UWV waarschuwt werkgevers dat al begin 2020 de eerste organisaties worden afgesloten van de oude inlogmethode voor het werkgeversportaal. Heeft een organisatie nog geen eHerkenning geregeld, dan wordt het werkgeversportaal van UWV dus al heel snel volledig onbereikbaar.

Veel werkgevers hebben de overstap naar eHerkenning nog niet gemaakt, terwijl dat per 1 november 2019 de enige inlogmethode is voor het werkgeversportaal. Volgens UWV heeft slechts 18,6% van de werkgevers al een keer met de nieuwe inlogmethode ingelogd. Toch wordt begin 2020 de oude inlogmethode voor de eerste accounts al afgesloten. Werkgevers die dan nog steeds geen eHerkenning geregeld hebben, kunnen in de problemen komen als zij het werkgeversportaal nodig hebben om hun zaken te regelen.

Werkgever kan in de problemen raken

Werkgevers kunnen problemen ondervinden als zij onverwacht gebruik moeten maken van het werkgeversportaal en daarbij een strakke deadline geldt. Dat geldt bijvoorbeeld voor het indienen van een bezwaar tegen een beschikking over een premie of een aanvraag voor een voorziening. Doordat de leveranciers van eHerkenning het erg druk hebben, kan het verwerken van een aanvraag enkele weken duren. De deadline voor het indienen van het bezwaar kan dan al verstreken zijn.
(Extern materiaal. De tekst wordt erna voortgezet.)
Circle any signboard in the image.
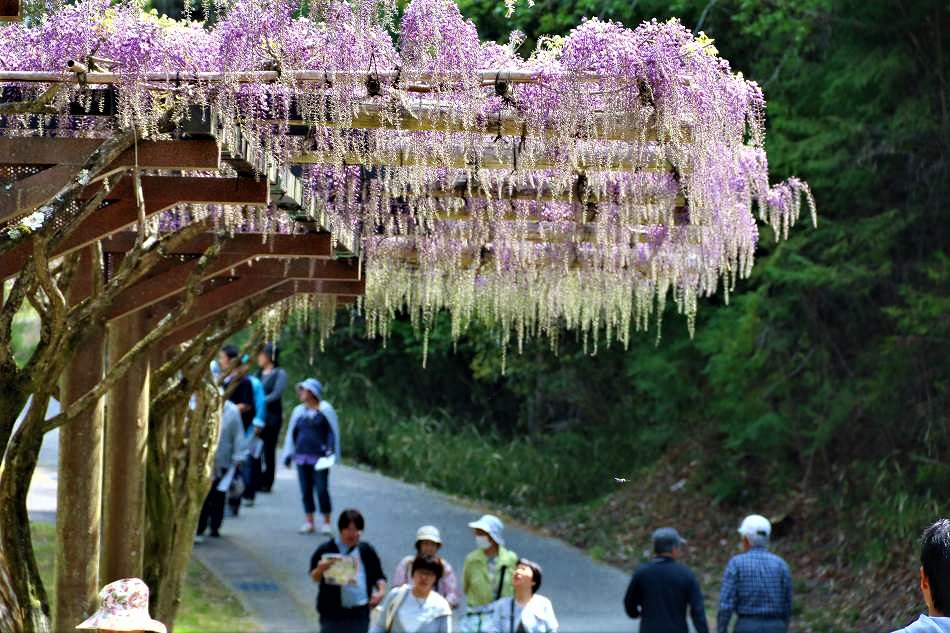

Ook werknemer kan de dupe worden

Ook werknemers kunnen er last van hebben als werkgevers hun zaken niet op orde hebben. Zij kunnen bijvoorbeeld voor de verstrekking van een uitkering afhankelijk zijn van de meldingen die hun werkgever moet doen via het werkgeversportaal. UWV wil voorkomen dat werknemers er de dupe van worden als hun werkgever geen eHerkenning aanvraagt en begint daarom begin 2020 met het dichtzetten van de oude inlogmethode. Daarbij zijn organisaties die eHerkenning hebben als eerste aan de beurt. Daarna volgen achtereenvolgens accounts die al twee jaar niet gebruikt zijn, kleine werkgevers, middelgrote werkgevers, intermediairs, eenmanszaken en grote werkgevers.

(Bron: Rendement)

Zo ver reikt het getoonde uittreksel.